I would doubt that PPC upgrades on a 68k machine would work with any OS that hasn't specifically had support added for them. IIRC they load something to the Mac ROM memory space on startup that reads the PRAM for a flag to enable or disable the PPC, and the PPC does not work if that flag is not detected. That flag is set using the Mac OS control panel. I have no knowledge further than that but my immediate reaction would be...

No.

 

Charlieman

Well-known member
IIRC they load something to the Mac ROM memory space on startup that reads the PRAM for a flag to enable or disable the PPC, and the PPC does not work if that flag is not detected. That flag is set using the Mac OS control panel.
Then shove the control panel in the Extensions folder and rename it to load before the Linux/BSD boot loader. If that doesn't work, identify the PRAM value that is being set and use one of the many PRAM loaders to set it during startup. It is always worth a try.

 

cuvtixo

Member
IIRC they load something to the Mac ROM memory space on startup that reads the PRAM for a flag to enable or disable the PPC, and the PPC does not work if that flag is not detected. That flag is set using the Mac OS control panel.
Then shove the control panel in the Extensions folder and rename it to load before the Linux/BSD boot loader. If that doesn't work, identify the PRAM value that is being set and use one of the many PRAM loaders to set it during startup. It is always worth a try.
Has this control panel/extension switcharoo worked with something else? How do you rename something to make it load first?
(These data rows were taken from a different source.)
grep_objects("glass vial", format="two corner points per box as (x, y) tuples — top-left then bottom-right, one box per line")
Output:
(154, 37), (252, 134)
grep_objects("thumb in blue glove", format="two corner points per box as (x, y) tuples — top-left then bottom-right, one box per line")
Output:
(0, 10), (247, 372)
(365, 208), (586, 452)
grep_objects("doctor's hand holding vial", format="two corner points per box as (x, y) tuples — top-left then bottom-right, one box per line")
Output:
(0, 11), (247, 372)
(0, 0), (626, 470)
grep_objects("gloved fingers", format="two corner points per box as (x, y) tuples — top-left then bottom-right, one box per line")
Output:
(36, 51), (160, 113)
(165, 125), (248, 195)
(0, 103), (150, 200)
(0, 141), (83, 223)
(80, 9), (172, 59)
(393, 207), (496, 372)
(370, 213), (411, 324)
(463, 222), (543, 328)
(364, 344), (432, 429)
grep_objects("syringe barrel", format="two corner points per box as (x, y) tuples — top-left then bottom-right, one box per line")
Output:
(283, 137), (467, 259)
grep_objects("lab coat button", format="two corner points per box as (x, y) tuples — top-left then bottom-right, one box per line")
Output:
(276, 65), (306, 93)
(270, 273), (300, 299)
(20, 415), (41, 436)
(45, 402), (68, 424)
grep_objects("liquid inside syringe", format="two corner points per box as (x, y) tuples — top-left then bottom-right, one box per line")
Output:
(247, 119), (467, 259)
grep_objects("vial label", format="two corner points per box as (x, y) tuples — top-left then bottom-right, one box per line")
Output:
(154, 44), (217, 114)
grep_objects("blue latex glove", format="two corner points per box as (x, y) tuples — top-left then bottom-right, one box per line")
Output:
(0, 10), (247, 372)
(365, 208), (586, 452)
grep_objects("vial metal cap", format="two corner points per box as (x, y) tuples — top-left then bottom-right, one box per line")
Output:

As far as I know, the two ways to run BootX: as an application or as an extension, "and the only difference between the application and extension is that the extension has a (ResEdit-configurable) timeout value, after which the default OS (which the user defines) is chosen. If Linux is selected, BootX shuts down the Mac OS, loads the Linux kernel into memory, and starts it running. If the Mac OS is selected, BootX simply exits."

I think the minute the Mac OS shuts down, everything gets reset, and the system gets confused about which CPU to use again- I have vague memories of such a problem with trying to run linux on a DOS Card Mac. A big problem is that the Mac Boot Rom is completely closed and proprietary (unlike the reverse engineered PC BIOS, while not "open source"-- its workings are well known) It is the Boot ROM settings, not PRAM settings, which causes problems.

 

TylerEss

Well-known member
I run OpenBSD on my SE/30 with Turbo040 and it likes it just fine. It's slower than MacOS 'cuz the cache isn't supported, but that's not a big deal.

Years ago there was a private fork of the NetBSD kernel that enabled the cache on NetBSD/68k boxes with DayStar PowerCache 030 upgrades, but I'm fairly certain they're archaic now.

I haven't tried A/UX but would like to sometime if/when I'm bored. I've finally gotten a IIfx ROM SIMM to avoid the 8MB-RAM-limit-in-AUX problem.